I say therefore to the unmarried and widows...
So the first category of believer Paul is addressing is made up of those who are currently not married or widowed.

Next, in v.10, he addresses a second category of person he calls “the married”:
And unto the married I command, [yet] not I, but the Lord, Let not the wife depart from [her] husband: But and if she depart, let her remain unmarried, or be reconciled to [her] husband: and let not the husband put away [his] wife.
The “advice” to eschew separation Paul gives to both the men and women of this second category is an exact echo of the Mosaic Law on divorce as written in Deuteronomy 24:1-2 and clarified by Jesus in Matthew 19:3-9. Which is why Paul is careful to note that this commandment comes from the Lord, not him. This is clear evidence that Paul considers the unions of those he calls “the married” to be subject to the Law of God, meaning that their unions are sanctified.
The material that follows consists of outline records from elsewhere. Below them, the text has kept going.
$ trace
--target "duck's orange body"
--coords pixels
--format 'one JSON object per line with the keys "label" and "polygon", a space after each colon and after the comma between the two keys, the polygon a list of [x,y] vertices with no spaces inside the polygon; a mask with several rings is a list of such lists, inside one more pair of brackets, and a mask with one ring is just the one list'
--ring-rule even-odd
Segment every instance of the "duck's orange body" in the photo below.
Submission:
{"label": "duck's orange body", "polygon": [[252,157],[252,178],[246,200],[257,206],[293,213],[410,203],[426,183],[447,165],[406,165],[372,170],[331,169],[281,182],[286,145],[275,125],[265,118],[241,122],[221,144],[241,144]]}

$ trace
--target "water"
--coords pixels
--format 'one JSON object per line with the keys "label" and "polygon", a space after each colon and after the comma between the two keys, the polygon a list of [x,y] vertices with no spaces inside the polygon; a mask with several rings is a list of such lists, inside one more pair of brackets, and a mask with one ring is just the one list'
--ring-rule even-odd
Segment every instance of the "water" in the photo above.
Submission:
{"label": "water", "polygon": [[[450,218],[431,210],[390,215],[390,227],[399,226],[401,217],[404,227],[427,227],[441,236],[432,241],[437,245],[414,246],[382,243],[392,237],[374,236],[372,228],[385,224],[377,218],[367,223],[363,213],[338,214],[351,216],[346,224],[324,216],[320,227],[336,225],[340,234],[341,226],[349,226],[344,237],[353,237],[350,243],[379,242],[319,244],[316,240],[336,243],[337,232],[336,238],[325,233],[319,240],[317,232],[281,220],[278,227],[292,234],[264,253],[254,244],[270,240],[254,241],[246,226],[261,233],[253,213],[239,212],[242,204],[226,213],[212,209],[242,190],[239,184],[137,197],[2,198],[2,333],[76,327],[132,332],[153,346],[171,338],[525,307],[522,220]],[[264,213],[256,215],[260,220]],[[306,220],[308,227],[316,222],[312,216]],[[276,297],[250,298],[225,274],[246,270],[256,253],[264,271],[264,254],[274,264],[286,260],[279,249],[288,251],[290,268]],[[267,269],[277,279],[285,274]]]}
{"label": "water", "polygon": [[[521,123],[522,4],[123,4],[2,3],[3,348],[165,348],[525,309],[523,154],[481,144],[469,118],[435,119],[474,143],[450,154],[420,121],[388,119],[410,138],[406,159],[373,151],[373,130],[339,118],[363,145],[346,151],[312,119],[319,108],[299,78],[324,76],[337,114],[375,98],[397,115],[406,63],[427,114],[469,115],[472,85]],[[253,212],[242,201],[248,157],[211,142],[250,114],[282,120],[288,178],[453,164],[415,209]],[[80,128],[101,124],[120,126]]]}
In short, he calls them “the married” because they have actual marriages.

This is made abundantly clear by the next category he addresses in v.12.
But to the rest speak I, not the Lord: If any brother hath a wife that believeth not, and she be pleased to dwell with him, let him not put her away.

And the woman which hath an husband that believeth not, and if he be pleased to dwell with her, let her not leave him.
What? “The rest”? Who are “the rest”?

Well, it has to be all those believers who he has yet to address, those he doesn’t categorize as unmarried, widowed or married; believers, male and female, who have partners that are unbelievers.

By the way, this is why it is important to know what the translators have done here in using the titles “wife” and “husband”. The Apostle clearly doesn't consider the believers married, so why would he call their unbelieving partners “wives” and “husbands”? He didn't. He called them “women” and “men”. The translators eisegeted their misunderstanding of this text into their translation and ended up contradicting the author and misleading the reader.

So, by implication, those who the Apostle calls “the married”, who have sacred, biblical marriages, are pairs of believers. Therefore, a union becomes a biblical marriage when both partners are believers.

This is why Paul doesn’t offer the Word of God to these believers with unbelieving partners, but instead offers his own advice. This is because their unions aren’t biblical marriages—they haven’t been, as Jesus put it, joined together by God (Matt 19:6)—and can be dissolved without any spiritual consequences, as we see in v.15.
But if the unbelieving depart, let him depart. A brother or a sister is not under bondage in such [cases]: but God hath called us to peace.
This all makes perfect sense, when we remember what marriage really is: The union between Christ and the Church (Eph 5:32). Spiritually, a mixed-marriage, one between believers and unbelievers, is a mixture of the holy and the profane.

Just another hellish union of the ungodly.

Coming to the full understanding of the biblical distinction between a sacred marriage and a pagan union, one immediately realizes that our civic and ecumenical definitions of marriage are entirely irrelevant to God. This, in turn, should help us see that, what unbelievers choose to call a “marriage”, whether same-sex or common-law, has no bearing on the true, universal Church.

So, all the stress and agitation by Christians over things like epidemic divorce or gay marriage is completely unnecessary. As far as God is concerned, if both couples in a union are not believers, then there is no marriage there.